Coding respondent occupation is one of the most challenging aspects of survey data collection. Traditionally performed manually by office coders post-interview, previous research has acknowledged the advantages of coding occupation during the interview, including reducing costs, processing time and coding uncertainties that are more difficult to address post-interview. However, a number of concerns have been raised as well, including the potential for interviewer effects, the challenge of implementing the coding system in a web survey, in which respondents perform the coding procedure themselves, or the feasibility of implementing the same standardized coding system in a mixed-mode self- and interviewer-administered survey. This study sheds light on these issues by presenting an evaluation of a new occupation coding method administered during the interview in a large-scale sequential mixed-mode (web, telephone, face-to-face) cohort study of young adults in the UK. Specifically, we assess the take-up rates of this new coding method across the different modes and report on several other performance measures thought to impact the quality of the collected occupation data.

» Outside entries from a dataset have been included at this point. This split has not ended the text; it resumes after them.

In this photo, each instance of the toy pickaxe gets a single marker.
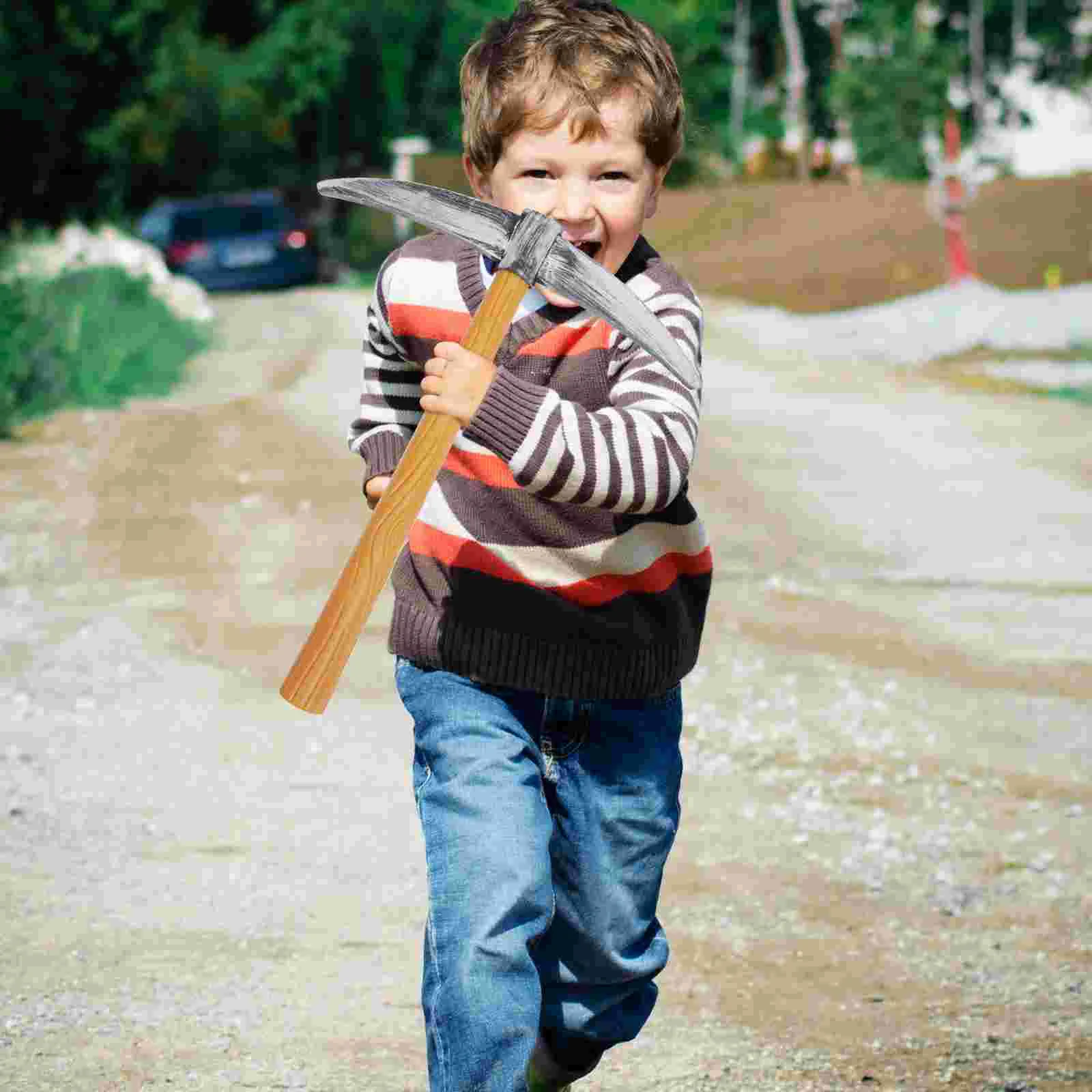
(531, 251)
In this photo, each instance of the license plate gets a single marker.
(250, 254)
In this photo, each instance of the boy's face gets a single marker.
(601, 189)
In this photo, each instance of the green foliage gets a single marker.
(91, 338)
(891, 96)
(124, 101)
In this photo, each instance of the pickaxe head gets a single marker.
(531, 246)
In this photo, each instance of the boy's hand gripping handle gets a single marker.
(314, 677)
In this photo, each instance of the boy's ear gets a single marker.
(478, 180)
(658, 184)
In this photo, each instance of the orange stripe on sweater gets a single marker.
(566, 341)
(429, 322)
(489, 470)
(467, 554)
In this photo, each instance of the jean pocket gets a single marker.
(564, 738)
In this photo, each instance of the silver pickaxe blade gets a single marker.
(491, 229)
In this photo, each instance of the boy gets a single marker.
(553, 591)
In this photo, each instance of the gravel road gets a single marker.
(882, 878)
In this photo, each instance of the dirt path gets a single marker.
(884, 874)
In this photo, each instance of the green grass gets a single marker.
(91, 338)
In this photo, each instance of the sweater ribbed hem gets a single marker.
(506, 415)
(577, 670)
(382, 452)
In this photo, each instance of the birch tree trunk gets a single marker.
(797, 80)
(977, 51)
(741, 74)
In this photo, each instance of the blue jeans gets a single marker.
(547, 824)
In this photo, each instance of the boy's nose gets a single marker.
(573, 203)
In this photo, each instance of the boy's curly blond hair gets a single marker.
(584, 51)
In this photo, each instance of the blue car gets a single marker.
(233, 243)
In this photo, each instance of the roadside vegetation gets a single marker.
(94, 336)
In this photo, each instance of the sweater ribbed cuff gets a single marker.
(382, 452)
(506, 415)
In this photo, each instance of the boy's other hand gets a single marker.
(456, 382)
(374, 489)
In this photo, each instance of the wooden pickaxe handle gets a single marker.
(314, 677)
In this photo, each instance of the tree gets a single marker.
(796, 79)
(893, 85)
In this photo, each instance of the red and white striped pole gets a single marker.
(956, 198)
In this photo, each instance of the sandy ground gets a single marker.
(882, 877)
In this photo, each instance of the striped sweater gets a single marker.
(557, 551)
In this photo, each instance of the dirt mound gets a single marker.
(828, 246)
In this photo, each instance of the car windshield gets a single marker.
(223, 221)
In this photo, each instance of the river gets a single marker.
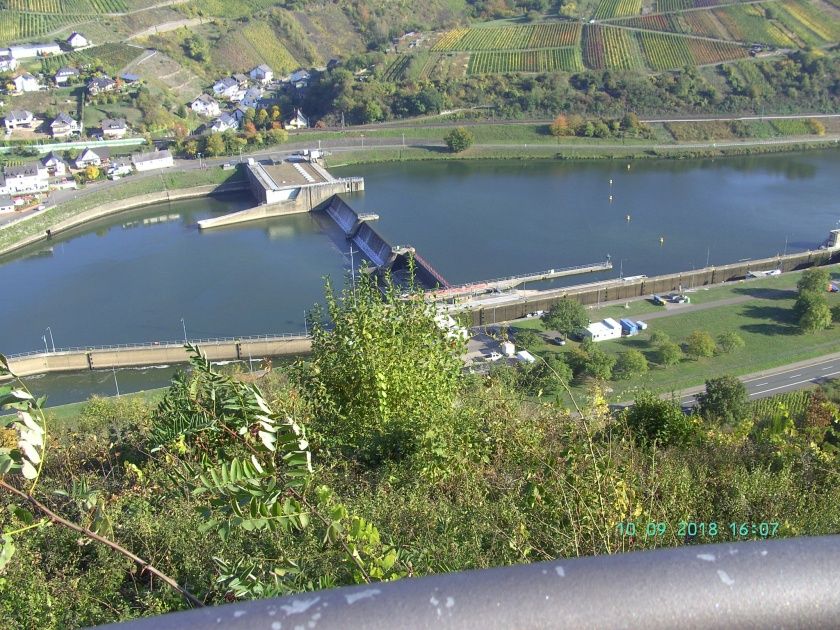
(135, 277)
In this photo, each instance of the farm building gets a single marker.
(152, 160)
(603, 330)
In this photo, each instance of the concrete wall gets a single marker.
(590, 294)
(140, 356)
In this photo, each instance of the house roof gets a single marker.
(19, 115)
(62, 119)
(113, 124)
(24, 170)
(150, 156)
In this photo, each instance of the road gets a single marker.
(779, 380)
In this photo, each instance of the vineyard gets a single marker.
(551, 60)
(666, 52)
(617, 8)
(553, 35)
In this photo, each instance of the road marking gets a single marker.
(810, 380)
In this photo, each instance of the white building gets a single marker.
(26, 178)
(8, 63)
(19, 118)
(298, 121)
(205, 105)
(262, 73)
(152, 160)
(601, 331)
(26, 83)
(63, 126)
(77, 40)
(95, 157)
(114, 128)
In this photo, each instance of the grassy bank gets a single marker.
(132, 187)
(763, 319)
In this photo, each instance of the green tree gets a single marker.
(382, 375)
(654, 419)
(700, 344)
(724, 401)
(668, 354)
(566, 316)
(459, 139)
(630, 363)
(729, 342)
(815, 279)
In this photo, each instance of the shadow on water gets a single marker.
(766, 293)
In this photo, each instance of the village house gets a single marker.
(262, 73)
(26, 83)
(95, 157)
(227, 87)
(205, 105)
(152, 160)
(19, 119)
(26, 178)
(113, 128)
(8, 63)
(77, 40)
(64, 75)
(54, 164)
(298, 121)
(63, 126)
(97, 85)
(225, 122)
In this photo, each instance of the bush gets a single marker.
(459, 139)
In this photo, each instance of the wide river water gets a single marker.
(134, 277)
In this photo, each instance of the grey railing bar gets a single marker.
(790, 583)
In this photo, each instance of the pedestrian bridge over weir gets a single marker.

Furthermore, we identify factors that affect the coding of occupation during the interview, including interviewer effects. The results carry several implications for survey practice and directions for future research.

Suggested Citation

  • Peycheva Darina N. & Calderwood Lisa & Sakshaug Joseph W., 2021. "Occupation Coding During the Interview in a Web-First Sequential Mixed-Mode Survey," Journal of Official Statistics, Sciendo, vol. 37(4), pages 981-1007, December.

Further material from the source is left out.